Ever since the advent of music streaming sites, album sales have significantly dropped. Gone are the days people regularly go out to record stores to pick up the newest album or vinyl. Gone are the days people went out to get new music at all. With a plethora of music at the fingertips of any user of the internet, it is no wonder that album sales have declined dramatically since the turn of the century.
Numbers back up the sentiment that purchasing albums is an antiquated method of acquiring music. In 2000, $785 million was made through album sales whereas only $326.15 million was accrued in 2010. This steady drop off can be accounted for by illegal and legal streaming websites and torrenting online. Now, people can get essentially all the music they want for free, so why would they pay for an album?
To combat this paradigm shift, many artists are taking to the road. They have to rely more heavily on touring and merchandise sales (a projected $225,000 a show) to curb the lack of funds from album sales. Enter sites like Bandcamp, an online music store geared towards independent artists and their promotion. Artists on Bandcamp put their music into the world for free, since most songs are available to stream even without an account, but users can also purchase songs or albums. Internet sharing sites like these, that cater towards smaller markets, foster the growth of a dying industry.
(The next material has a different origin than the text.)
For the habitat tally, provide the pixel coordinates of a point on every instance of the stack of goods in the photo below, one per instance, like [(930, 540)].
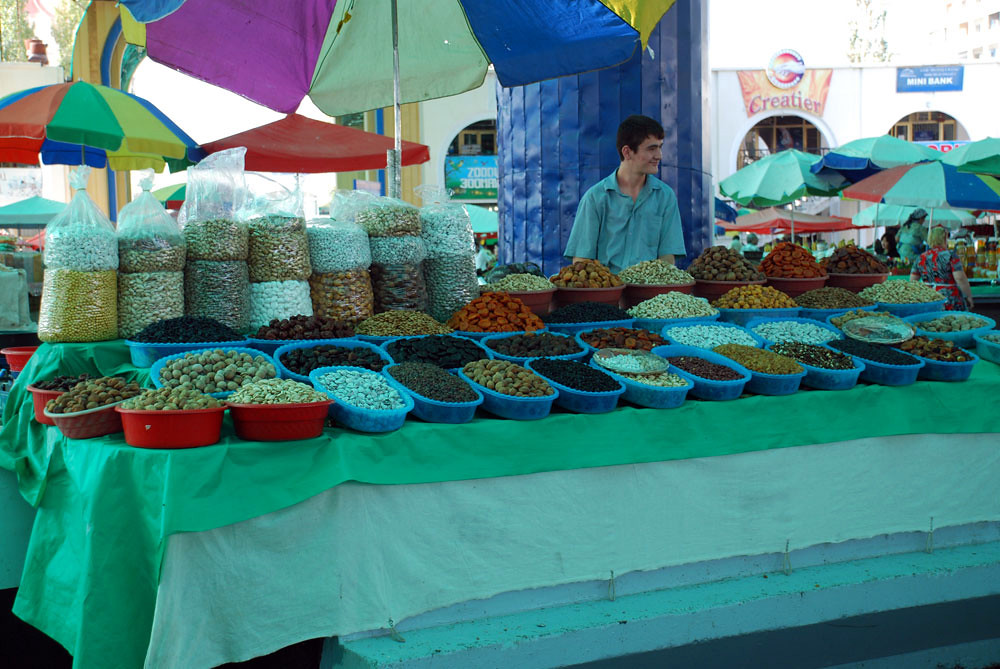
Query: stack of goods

Music is still as popular as it was before, possibly even more so now, but it’s interesting to see the evolution of how people consume it with the advent of streaming sites. It shifted from mostly a typical consumerist mentality to more of a donation-like “pay as you wish” landscape. This radical change prompted artists and bands to stack up on tour dates, subsidizing their bank accounts from the money evaporated in album sales.
Stacking up tour dates not only provides artists with a heftier bank account but also takes a toll on the musicians. And this is not a little known fact in the music industry. David Bowie himself stated, “Music itself is going to become like running water or electricity. You’d better be prepared for doing a lot of touring because that’s really the only unique situation that’s going to be left.”
For a man climbing up in age, it’s not difficult to see the apparent drawbacks from prioritizing touring as a form of monetary sustenance. It takes countless hours of travel, preparation, and practice to perfect a set on stage. This strain is compacted exponentially when they are faced with back-to-back shows on the road.
Further, it costs money to tour as well. Take the indie band, Pomplamoose, for example. In 2014, they did 24 shows in 23 cities over the span of 28 days. They estimated that they garnered about $100,000 in ticket sales, but spent around $147,802 in expenses, ranging from production and equipment to hotels and food. These numbers obviously vary from artist to artist, with factors like popularity and reception being considered, but it simply goes to show that constant touring is an incredibly tough lifestyle. It’s not what the media makes it out to be — it’s not all glitz and glamour.
So, with album sales only providing about 10 percent of artists’ income and touring being so difficult, it’s tough to predict what musicians will take up in the next few decades. One thing’s for certain, however — in this business, nothing is.